The annexation by Queensland was in response to some propaganda, fabricated, fear-fantasy pumped up by Australian newspapers about Germans annexing it if the British did not annex it first. A German geographer named Emil Deckert did a talk in Dresden for the Verein fuer Erdkunde (Geography special-interest club). The talk was about what a good idea it would be for Germany to colonise New Guinea. This was not an official government position – it was a personal opinion, in a special interest club – something which happens every day (Germans are kind of big on “Vereins”, I see posters for them everywhere here, although not so many since COVID). The Sydney Morning Herald translated and published his talk as if it were an official German government position – which led to Queensland pre-emptively annexing half of New Guinea. I can vouch that the translation of the talk itself was accurate, but it was presented out of context. Many decades later on, western Papua was scooped-up by Indonesia from the other side of that 141 degrees east line.

Conclusion

Main point of this post is to show that – as gammon as such a tiny representative sample (less than 1%) the Referendum Council actually asked is – there is already precedent for it to be accepted by the International community, because a gammon process HAS been accepted in the case of western Papua.

The colony has planned this scheme out in a LOT of intricate detail. It wouldn’t surprise be if they were actually using the Act of Free Choice as their “bar” to meet, given how closely the numbers line up. We are talking 1024 delegates for western Papua process vs. an unknown, but maximum of 1300 for the Referendum Council – from similar ballpark number of total population of 800,000. The Referendum Council used funding as an excuse to limit participation and hosting dialogues – yet they had all the money in the world to spend on ‘experts’ and ‘consultants’ at the big end of town, and had enough to fly everyone to Yulara – which is probably not the most economical place if the goal is including as many people as possible for a set amount of $$’s.

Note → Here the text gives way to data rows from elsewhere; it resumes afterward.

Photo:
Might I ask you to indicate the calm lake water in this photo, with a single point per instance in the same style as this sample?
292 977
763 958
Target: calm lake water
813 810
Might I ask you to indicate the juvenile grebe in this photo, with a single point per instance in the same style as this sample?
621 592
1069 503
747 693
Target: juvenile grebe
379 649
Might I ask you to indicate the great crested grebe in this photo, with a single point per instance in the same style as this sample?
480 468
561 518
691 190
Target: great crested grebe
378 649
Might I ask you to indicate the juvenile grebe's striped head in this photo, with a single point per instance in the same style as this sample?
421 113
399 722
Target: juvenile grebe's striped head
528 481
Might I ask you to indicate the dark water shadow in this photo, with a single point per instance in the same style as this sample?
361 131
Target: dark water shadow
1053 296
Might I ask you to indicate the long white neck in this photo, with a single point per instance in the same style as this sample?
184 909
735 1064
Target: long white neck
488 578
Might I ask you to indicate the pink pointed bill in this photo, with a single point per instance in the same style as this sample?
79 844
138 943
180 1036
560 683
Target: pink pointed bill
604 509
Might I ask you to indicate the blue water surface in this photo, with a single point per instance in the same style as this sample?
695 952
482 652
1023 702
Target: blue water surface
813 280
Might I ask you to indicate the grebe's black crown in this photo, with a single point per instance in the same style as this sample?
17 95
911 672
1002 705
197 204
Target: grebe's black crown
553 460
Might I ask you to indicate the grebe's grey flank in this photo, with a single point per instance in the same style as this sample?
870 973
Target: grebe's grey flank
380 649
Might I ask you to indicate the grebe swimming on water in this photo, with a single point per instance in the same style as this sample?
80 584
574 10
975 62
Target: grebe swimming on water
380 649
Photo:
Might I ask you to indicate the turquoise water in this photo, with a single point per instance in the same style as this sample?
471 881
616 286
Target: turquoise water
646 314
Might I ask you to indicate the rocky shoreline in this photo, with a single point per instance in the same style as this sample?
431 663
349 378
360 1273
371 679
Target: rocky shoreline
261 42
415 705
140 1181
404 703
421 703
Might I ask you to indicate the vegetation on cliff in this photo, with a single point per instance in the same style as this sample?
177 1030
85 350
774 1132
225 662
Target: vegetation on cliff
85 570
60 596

But being such a low bar, is not a completely bad thing. Because it means you only need to get 2000-odd Aboriginal and Torres Strait Islander people together to put together a competing alternative on the table. Note – you can’t just have 2000 of your buddies from your own circle, it needs to be geographically and situationally diverse. By situationally diverse – I mean you would need to include old-skool Traditional Owners, people from Stolen Generations, people from the Missions, etc. The time is golden right now to start thinking about alternatives and putting them out to the people.